3.) order one day and rescinds it the next. But we learned - definitely that he left Antwerp (Belgium) last Monday - for New York. We don't know the name of the boat - but he may be here in a week or ten days, or even fifteen. He is with the 381st Engineers - Comp. A. bat. C. So there is nothing that we can do but wait. And I cannot miss being here when he finally does arrive.
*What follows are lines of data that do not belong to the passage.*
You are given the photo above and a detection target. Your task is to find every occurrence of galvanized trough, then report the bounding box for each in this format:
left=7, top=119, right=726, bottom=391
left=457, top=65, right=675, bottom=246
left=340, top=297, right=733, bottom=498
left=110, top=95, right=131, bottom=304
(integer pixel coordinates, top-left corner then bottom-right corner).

To add to my labors - if not to my troubles, the Whitney Museum called upon me to frame and present in good shape three large pictures for the Pioneers of Modern Art 1910-1918 in America Exhibition which will open April 1st- I will figure in this exhibition with 10 large canvases painted in the years 1910 to 1918 - 5 drawings in ink - (1911-'12-'14) and a glass case of a dozen of my little sculptures which I made in 1915-16 and 1917. The catalogue cover of this exhibition will carry a woodcut I made in 1918. The seven other early canvases the Whitney is borrowing from private collections- I don't know how many artists will be included in this exhibition - but certainly and only those who worked in the modern idiom during the years - 1910-1918.

Transcription Notes:
pages 2 and 3 are transcribed in order of reading, not according to original.